One of the guilty pleasures of travelling–well maybe it isn’t really a pleasure, but I do feel guilty–is reading about ridiculous gifts and gizmos in the airline magazines. Home to such indispensable items as the moving Jellyfish lamp (imagine a lava lamp with sea creatures) or the inflatable sumo wrestler suit (you too can look like the comic relief in a B-Film comedy), these catalogs are a cross between The Sharper Image and one of those fake commercials they used to run on Saturday Night Live.
I thought I’d seen the worst that capitalism could create until our most recent trip. There it was, tucked between the Wi-Fi T-shirt and the Laser Comb: The Potty Putter. I cannot top the description the marketing folks came up with for this gem, so here it is, verbatim and unvarnished:
You know those days when you’ve eaten something that hasn’t agreed with you and you can’t be too far away from the bathroom? Well, this is the perfect companion for such occasions: The Toilet Golf. The package includes: a putter with articifial turf, a miniature club, golf balls and flag. It also comes with a very useful sign to hang on the bathroom door “Do Not Disturb: Golf Game in Progress”.
The fun continues on the product’s website with this bit of salesmanship:
The Potty Putter is a true innovation in toilet entertainment and the perfect gift for the golf (or toilet) enthusiast in your life!

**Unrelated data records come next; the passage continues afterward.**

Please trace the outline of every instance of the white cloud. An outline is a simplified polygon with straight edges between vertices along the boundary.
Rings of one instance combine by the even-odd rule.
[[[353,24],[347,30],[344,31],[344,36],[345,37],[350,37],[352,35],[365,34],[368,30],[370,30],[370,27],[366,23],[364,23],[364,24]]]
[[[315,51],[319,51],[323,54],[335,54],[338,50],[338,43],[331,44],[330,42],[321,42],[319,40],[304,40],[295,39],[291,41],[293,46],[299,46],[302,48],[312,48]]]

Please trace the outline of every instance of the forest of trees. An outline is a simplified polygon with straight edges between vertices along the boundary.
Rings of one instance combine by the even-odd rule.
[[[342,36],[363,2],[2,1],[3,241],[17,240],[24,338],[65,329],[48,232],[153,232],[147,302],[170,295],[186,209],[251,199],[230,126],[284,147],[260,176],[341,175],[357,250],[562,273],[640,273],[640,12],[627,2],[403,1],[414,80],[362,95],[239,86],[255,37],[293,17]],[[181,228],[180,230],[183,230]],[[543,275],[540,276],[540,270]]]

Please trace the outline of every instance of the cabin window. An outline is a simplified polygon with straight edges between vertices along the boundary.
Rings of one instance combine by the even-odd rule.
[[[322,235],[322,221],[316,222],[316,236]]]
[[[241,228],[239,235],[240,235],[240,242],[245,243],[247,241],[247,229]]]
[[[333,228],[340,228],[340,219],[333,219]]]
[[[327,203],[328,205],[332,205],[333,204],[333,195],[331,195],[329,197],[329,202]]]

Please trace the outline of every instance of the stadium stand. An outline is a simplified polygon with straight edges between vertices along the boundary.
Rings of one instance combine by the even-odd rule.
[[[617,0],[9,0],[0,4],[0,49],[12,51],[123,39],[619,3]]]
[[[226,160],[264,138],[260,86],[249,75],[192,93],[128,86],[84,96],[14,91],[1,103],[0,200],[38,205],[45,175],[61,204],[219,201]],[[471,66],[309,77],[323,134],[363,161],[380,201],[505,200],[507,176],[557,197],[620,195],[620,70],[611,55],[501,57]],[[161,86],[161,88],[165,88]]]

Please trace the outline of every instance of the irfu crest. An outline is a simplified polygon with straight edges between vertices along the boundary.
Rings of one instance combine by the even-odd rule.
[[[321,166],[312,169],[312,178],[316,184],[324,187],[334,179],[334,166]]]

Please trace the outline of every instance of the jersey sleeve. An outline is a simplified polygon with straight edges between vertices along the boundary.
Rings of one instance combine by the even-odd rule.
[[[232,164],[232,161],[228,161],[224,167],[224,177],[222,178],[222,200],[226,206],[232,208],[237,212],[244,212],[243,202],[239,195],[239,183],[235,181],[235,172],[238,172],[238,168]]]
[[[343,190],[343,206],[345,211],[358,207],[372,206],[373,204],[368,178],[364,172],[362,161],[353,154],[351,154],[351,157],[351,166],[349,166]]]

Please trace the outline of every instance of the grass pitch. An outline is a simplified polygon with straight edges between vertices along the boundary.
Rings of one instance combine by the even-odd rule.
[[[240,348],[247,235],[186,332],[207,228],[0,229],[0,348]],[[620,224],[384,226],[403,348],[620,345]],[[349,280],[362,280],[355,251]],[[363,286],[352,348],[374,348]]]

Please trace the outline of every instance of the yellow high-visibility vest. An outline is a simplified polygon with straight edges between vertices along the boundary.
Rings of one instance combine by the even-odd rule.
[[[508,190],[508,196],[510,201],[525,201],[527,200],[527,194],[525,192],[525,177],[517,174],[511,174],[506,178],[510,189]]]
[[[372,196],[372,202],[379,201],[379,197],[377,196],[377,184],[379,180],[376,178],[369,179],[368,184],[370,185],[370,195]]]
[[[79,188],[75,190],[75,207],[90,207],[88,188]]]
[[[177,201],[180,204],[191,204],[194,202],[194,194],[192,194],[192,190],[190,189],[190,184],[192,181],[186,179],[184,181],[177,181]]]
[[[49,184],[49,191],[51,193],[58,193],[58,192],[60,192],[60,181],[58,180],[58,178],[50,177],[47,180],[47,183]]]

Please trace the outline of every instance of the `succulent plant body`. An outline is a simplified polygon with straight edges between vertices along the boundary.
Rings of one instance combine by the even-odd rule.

Toilet entertainment? Is that someone’s job? Help me Lord…
Finally, for those in need of a visual, try this link–warning, it might make you desperately need to have one of these things or send you screaming into the night. I don’t want to hear about it, if it’s the former!
November 9, 2008 at 4:17 pm
Just the thing for those yabbos in the crowd at professional golf events that love to shout “It’s in the hole!”
November 9, 2008 at 9:32 pm
Well I can now see there is no point in filing that patent on my setup in the down-stairs bathroom.
I still might have a chance on the upstairs, “drumming in the bathroom” setup?